Cabellos impecables, trajes a la medida, zapatos relucientes. Una estética pulcra, casi ceremonial, que pareciera querer proyectar al mundo la imagen de un país ordenado, elegante y funcional. La pregunta inevitable es: ¿esa pulcritud externa se refleja también en el ejercicio del poder? No sabemos si debemos agradecer a senadoras, senadores, diputadas, diputados y al propio Ministro Presidente de la Suprema Corte de Justicia de la Nación por mostrarnos un México bien peinado y bien boleado. Un México de gente bonita en cargos públicos, con vestimenta impecable y accesorios de alta gama. Quizá la intención sea transmitir seriedad institucional. Quizá solo sea vanidad.

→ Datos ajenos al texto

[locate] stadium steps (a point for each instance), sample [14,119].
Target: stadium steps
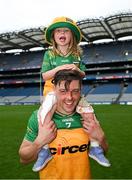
[123,89]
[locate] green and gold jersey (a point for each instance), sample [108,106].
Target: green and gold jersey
[69,148]
[62,122]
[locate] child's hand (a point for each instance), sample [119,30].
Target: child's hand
[87,116]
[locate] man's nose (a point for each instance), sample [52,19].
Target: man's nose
[69,95]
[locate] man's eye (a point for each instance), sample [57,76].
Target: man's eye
[63,91]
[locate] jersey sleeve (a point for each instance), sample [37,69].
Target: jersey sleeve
[46,65]
[32,127]
[82,66]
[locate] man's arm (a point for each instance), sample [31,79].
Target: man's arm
[95,131]
[47,132]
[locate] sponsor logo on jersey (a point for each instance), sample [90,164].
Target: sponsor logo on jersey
[60,150]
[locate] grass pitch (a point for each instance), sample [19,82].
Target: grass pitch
[116,120]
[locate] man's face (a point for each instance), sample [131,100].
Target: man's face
[67,99]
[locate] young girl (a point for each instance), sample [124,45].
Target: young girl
[64,36]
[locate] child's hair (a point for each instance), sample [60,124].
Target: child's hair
[67,76]
[62,22]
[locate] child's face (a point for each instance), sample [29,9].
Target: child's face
[62,36]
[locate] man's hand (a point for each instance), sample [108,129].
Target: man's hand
[93,128]
[46,131]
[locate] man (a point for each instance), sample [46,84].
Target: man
[68,137]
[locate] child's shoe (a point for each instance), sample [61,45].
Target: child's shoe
[44,156]
[97,154]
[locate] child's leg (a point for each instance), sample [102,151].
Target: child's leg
[44,155]
[96,152]
[46,106]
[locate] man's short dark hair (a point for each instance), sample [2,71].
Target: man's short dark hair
[67,76]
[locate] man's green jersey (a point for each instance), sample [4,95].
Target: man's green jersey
[62,122]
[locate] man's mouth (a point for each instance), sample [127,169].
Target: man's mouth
[62,38]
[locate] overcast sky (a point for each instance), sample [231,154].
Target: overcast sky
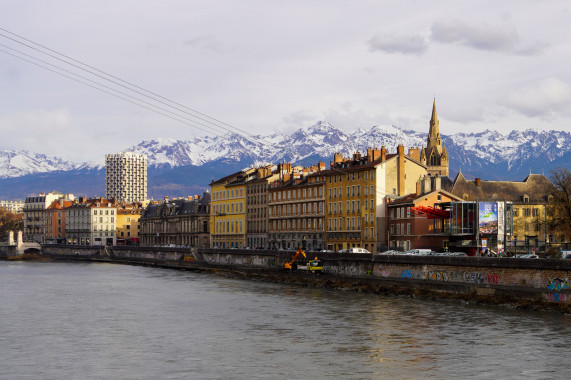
[275,66]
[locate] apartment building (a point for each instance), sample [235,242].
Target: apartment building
[530,199]
[179,221]
[34,217]
[417,220]
[55,222]
[257,205]
[91,222]
[356,190]
[128,226]
[15,207]
[126,177]
[228,210]
[296,210]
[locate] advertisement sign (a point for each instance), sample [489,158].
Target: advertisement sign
[501,220]
[488,218]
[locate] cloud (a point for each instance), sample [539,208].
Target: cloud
[483,36]
[207,42]
[403,44]
[500,38]
[544,98]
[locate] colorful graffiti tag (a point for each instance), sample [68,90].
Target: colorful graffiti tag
[557,284]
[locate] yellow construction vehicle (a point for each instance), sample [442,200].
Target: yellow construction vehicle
[315,265]
[292,264]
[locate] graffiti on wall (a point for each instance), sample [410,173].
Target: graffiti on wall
[557,284]
[556,297]
[437,276]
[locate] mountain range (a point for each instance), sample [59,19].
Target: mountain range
[180,168]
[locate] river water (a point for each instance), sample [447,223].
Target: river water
[108,321]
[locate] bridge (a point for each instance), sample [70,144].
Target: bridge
[15,247]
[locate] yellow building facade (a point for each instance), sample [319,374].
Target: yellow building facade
[356,191]
[128,224]
[228,211]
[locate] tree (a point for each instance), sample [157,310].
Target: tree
[560,205]
[10,222]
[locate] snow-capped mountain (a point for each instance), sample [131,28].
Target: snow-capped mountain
[177,165]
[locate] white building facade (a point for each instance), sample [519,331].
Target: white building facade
[34,210]
[15,207]
[126,177]
[91,222]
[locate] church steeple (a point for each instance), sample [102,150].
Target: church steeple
[434,131]
[435,155]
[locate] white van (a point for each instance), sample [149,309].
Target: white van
[354,250]
[419,252]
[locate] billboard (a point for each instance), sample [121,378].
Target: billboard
[501,220]
[488,218]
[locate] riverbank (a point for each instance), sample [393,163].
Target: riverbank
[513,283]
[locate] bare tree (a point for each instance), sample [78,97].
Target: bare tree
[561,204]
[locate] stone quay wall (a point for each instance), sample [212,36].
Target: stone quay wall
[496,280]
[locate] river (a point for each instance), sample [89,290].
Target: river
[108,321]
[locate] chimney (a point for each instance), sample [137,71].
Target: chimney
[427,188]
[437,183]
[337,158]
[400,171]
[414,153]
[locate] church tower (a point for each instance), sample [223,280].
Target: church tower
[434,156]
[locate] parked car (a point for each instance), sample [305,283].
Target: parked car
[419,252]
[354,250]
[390,252]
[459,254]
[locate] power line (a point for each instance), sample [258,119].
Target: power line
[100,89]
[137,89]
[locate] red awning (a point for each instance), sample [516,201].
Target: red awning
[431,212]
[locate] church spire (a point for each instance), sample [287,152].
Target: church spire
[434,131]
[435,155]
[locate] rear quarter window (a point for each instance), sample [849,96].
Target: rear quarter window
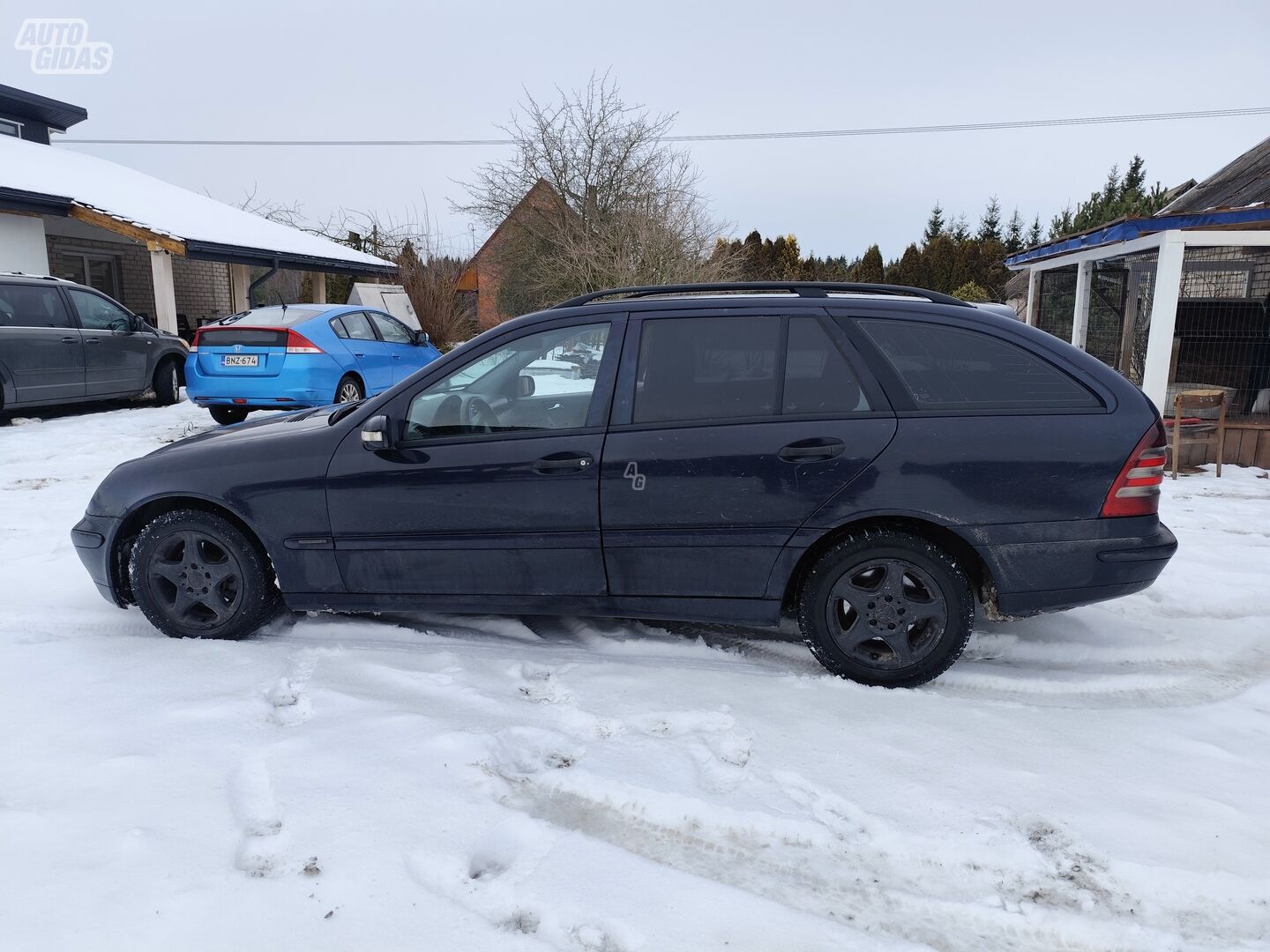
[954,368]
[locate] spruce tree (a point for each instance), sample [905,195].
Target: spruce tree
[934,225]
[870,270]
[990,225]
[1015,233]
[1034,236]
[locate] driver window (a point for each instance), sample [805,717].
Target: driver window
[539,383]
[98,314]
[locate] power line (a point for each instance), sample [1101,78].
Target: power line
[707,138]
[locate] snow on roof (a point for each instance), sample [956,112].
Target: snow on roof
[158,206]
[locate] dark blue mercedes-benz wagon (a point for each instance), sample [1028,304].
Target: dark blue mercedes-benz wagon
[873,460]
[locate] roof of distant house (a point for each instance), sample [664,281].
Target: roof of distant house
[1238,184]
[51,112]
[57,181]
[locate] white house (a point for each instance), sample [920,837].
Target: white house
[172,256]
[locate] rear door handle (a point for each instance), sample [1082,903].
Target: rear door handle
[563,462]
[811,450]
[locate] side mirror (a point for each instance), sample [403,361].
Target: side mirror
[376,433]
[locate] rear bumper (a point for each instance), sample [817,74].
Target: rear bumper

En cualquier caso, la imagen no alcanza para ocultar la distancia entre lo prometido y lo cumplido. Antes de llegar a sus cargos, cuando eran candidatos y aspirantes, muchos ofrecieron honestidad, combate a la corrupción, seguridad, justicia, uso responsable de los recursos públicos, educación, salud, empleo, igualdad y trato digno para mujeres, niñas y niños. Una vez en funciones, juraron cumplir y hacer cumplir la Constitución y las leyes que de ella emanan, así como proteger la soberanía y la libertad. Sin embargo, la percepción ciudadana – cada vez más extendida, – es que buena parte de esos compromisos se diluyeron en el confort del cargo.
Hoy observamos a servidores públicos más preocupados por sus ingresos, su vestimenta, su imagen personal, sus vehículos y su bienestar y el de sus círculos cercanos que por resolver los problemas estructurales del país. La política entendida como servicio parece haber sido desplazada por la política como escaparate.
Los hechos recientes no ayudan a mejorar esa percepción. La adquisición de vehículos blindados de alta gama para ministros de la Corte, aun cuando después se intente matizar o cancelar su uso ante la crítica pública, deja claro que el gasto ya se realizó. El mensaje es contundente: hay recursos para el lujo institucional, incluso cuando la austeridad es un discurso recurrente.
Más grave aún fue la escena; difícil de justificar en cualquier democracia, en la que dos colaboradores de la Corte, una mujer y un hombre, fueron exhibidos limpiando los zapatos del Ministro Presidente, mientras éste supervisaba con las manos en los bolsillos. Más allá de explicaciones posteriores, la imagen transmitió jerarquías humillantes, abuso simbólico del poder y una desconexión profunda con la dignidad que debería caracterizar al servicio público.
A ello se suma la existencia de salas de belleza dentro del Senado y la Cámara de Diputados, equipadas para que legisladores y personal privilegiado reciban tratamientos a costa del erario. No se trata de moralismo ni de oponerse al cuidado personal. El problema es la prioridad: cuando millones de ciudadanos enfrentan carencias en salud, educación o seguridad, estos lujos resultan ofensivos.
No estamos en contra de que nuestros representantes se peinen, se vistan bien o luzcan presentables. Lo que la ciudadanía espera y exige es que brillen por sus argumentos, por la solidez de sus decisiones, por su congruencia y por su compromiso real con las mejores causas de México. Que su prestigio no provenga del brillo del zapato, sino del peso de sus acciones.
Porque una nación no se construye con imagen, sino con resultados. Y esos, lamentablemente, no se pueden bolear.